The partisan political divide morphed into a chasm again this week as the House of Representatives Judiciary Committee convened to grill Attorney General Michael Mukasey for the first time since his confirmation hearings.
The ostensible objective of the hearing was “oversight.” But one has to wonder what, if anything, our elected representatives learned that everyone didn’t already know.
If there was a big winner in this all-too-familiar tableau, it was the audience, which got to enjoy some of America’s best Kabuki Theater.
The Democrats on the panel, under the velvet-voiced chairmanship of the patrician John Conyers of Michigan, clearly smelled blood in the water.
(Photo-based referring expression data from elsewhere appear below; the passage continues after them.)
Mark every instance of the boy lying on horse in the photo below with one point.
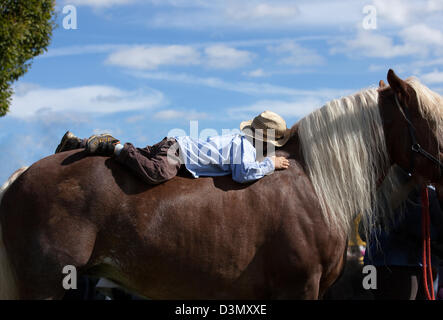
(215, 156)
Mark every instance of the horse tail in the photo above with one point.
(8, 285)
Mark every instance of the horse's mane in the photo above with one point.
(344, 149)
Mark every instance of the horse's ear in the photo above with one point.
(399, 86)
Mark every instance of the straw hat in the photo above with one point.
(267, 120)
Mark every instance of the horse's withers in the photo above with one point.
(8, 286)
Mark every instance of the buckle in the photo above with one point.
(416, 147)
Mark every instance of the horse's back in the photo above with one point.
(190, 238)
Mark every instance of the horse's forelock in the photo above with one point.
(430, 105)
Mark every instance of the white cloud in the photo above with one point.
(98, 3)
(224, 57)
(244, 11)
(296, 55)
(432, 77)
(422, 35)
(171, 114)
(257, 73)
(151, 57)
(217, 56)
(30, 100)
(262, 14)
(297, 109)
(251, 88)
(371, 44)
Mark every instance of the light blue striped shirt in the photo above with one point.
(223, 155)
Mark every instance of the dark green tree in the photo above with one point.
(25, 31)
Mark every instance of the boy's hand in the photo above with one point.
(280, 162)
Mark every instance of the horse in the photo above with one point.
(281, 237)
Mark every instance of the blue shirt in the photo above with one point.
(223, 155)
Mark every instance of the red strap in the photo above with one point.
(426, 238)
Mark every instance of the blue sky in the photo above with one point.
(139, 69)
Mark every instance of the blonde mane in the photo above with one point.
(344, 149)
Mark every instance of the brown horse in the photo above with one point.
(281, 237)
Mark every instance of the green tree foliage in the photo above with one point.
(25, 31)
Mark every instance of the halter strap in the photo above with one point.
(415, 145)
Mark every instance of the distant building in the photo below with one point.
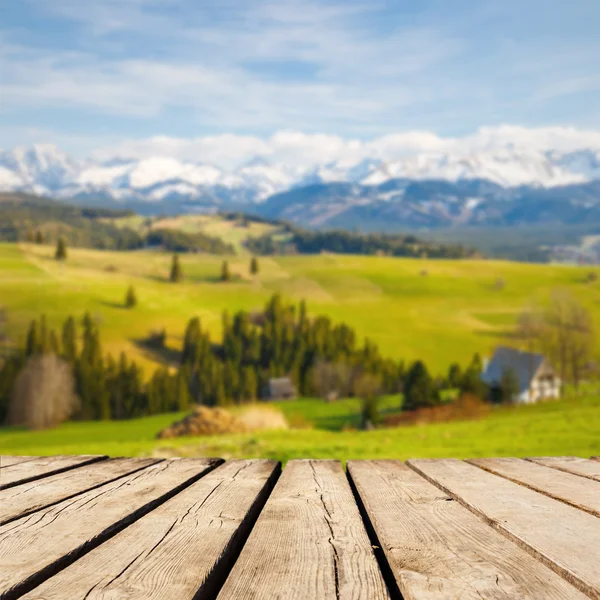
(536, 378)
(281, 388)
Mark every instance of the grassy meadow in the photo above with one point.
(563, 427)
(436, 310)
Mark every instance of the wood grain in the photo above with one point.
(577, 491)
(561, 536)
(309, 542)
(9, 461)
(181, 550)
(31, 470)
(36, 546)
(571, 464)
(21, 500)
(437, 549)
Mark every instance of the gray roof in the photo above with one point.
(524, 364)
(281, 385)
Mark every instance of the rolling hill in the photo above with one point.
(436, 310)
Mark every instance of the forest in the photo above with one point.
(322, 358)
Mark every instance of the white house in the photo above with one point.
(537, 379)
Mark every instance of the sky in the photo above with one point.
(170, 75)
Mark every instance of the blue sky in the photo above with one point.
(84, 73)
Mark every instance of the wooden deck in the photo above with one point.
(90, 527)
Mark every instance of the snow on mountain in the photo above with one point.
(509, 168)
(46, 170)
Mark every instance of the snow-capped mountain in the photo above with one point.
(46, 170)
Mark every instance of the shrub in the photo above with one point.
(44, 393)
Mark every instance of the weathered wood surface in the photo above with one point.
(9, 461)
(571, 464)
(572, 489)
(18, 501)
(30, 470)
(561, 536)
(181, 550)
(36, 546)
(309, 542)
(437, 549)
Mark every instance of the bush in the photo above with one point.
(44, 393)
(130, 298)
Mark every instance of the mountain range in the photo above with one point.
(500, 186)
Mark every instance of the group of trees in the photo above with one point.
(563, 331)
(320, 357)
(345, 242)
(176, 274)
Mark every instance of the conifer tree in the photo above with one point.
(419, 389)
(69, 340)
(225, 274)
(32, 343)
(130, 298)
(176, 271)
(61, 249)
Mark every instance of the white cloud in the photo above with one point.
(305, 149)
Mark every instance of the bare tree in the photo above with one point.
(44, 393)
(563, 331)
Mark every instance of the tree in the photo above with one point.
(563, 331)
(225, 274)
(176, 272)
(69, 340)
(61, 249)
(509, 386)
(43, 394)
(471, 382)
(130, 298)
(419, 390)
(454, 376)
(368, 388)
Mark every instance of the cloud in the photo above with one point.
(303, 149)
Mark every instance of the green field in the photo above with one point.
(553, 428)
(230, 231)
(436, 310)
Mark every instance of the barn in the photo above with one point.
(280, 388)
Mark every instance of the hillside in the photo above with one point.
(567, 427)
(436, 310)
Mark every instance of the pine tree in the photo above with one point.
(61, 249)
(69, 340)
(176, 271)
(130, 298)
(32, 343)
(225, 274)
(419, 390)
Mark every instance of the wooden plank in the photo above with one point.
(562, 537)
(37, 546)
(42, 467)
(436, 549)
(577, 491)
(9, 461)
(570, 464)
(181, 550)
(18, 501)
(309, 542)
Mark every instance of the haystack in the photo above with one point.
(204, 421)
Their menu was a litany of allegedly penetrating questions whose answers were totally predictable.
These covered such issues as whether the AG would open a criminal investigation of the CIA’s use of waterboarding, whether he thought waterboarding constituted torture, whether he would prosecute Bush’s chief of staff, Joshua Bolten, and former White House counsel Harriet Miers, for failing to show up in response to a congressional contempt citation, whether the telecom companies involved in the FISA controversy should receive retroactive immunity from prosecution for helping the government to snoop on American citizens, whether he thought the CIA destroyed their interrogation tapes simply to protect the spooks from prosecution – and lots more fun subjects.
Our elected representatives put on their most serious faces and asked their questions with just the right combination of gravitas and passion.
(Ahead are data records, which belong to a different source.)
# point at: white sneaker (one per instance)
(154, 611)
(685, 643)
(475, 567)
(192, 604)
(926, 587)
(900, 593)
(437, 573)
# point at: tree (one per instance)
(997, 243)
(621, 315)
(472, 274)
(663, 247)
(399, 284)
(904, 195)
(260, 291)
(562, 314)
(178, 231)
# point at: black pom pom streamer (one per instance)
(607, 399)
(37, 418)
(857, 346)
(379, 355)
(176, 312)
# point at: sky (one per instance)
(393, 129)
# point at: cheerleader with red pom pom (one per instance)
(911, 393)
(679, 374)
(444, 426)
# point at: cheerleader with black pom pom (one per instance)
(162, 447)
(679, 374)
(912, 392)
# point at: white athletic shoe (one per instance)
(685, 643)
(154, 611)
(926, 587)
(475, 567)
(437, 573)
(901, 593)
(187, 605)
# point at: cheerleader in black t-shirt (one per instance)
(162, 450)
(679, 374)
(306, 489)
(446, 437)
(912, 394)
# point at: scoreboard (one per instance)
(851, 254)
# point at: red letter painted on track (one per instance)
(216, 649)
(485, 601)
The AG, soft-spoken and seemingly unflappable, answered with his own mix of legalese and gravitas – at least a welcome change from the bumbling, confused and disingenuous ramblings of his predecessor, Alberto Gonzales.
But his answers were as predictable as the questions he was answering.
Take, for example, his response to the question of opening a criminal investigation into the CIA’s use of waterboarding.
No, he would not open such an investigation because a memorandum prepared at the time by the Department of Justice’s Office of Legal Counsel concluded that the practice was legal. An investigation would place the DOJ in the position of investigating procedures it had found to be lawful.
What was never asked: If the DOJ found waterboarding “legal at that time,” why was it stricken from the CIA’s menu of “enhanced interrogation” techniques? And if waterboarding become un-legal at some point, why and when?
And, no he would not let congress see the OLC memorandum because (a) it was classified and (b) it was covered by executive privilege.
And yet again, no, he would not prosecute Bolten and Miers because the president has the authority to instruct his senior aides not to comply with congressional subpoenas or contempt citations. It was a “separation of powers” issue, he said.
Mukasey then addressed the Foreign Intelligence Surveillance Act (FISA). He urged Congress to reauthorize the expiring law, including granting retroactive immunity to the private telecom companies who cooperated with the government to intercept, without warrants, telephone calls and emails the Administration believed involved terrorists.
The AG said the companies participated at the government’s request and believed their efforts to be “necessary and lawful.” Makes you wonder about Constitutional education of the army of lawyers who work for these telecom giants!
Maybe these corporate law types didn’t know that FISA requires the government to obtain warrants from its own special and highly secretive court before intercepting phone calls or emails involving Americans. That’s odd, because any first-year law student could tell you this requirement is based on the Fourth Amendment of the U.S. Constitution, which forbids unlawful searches and seizures.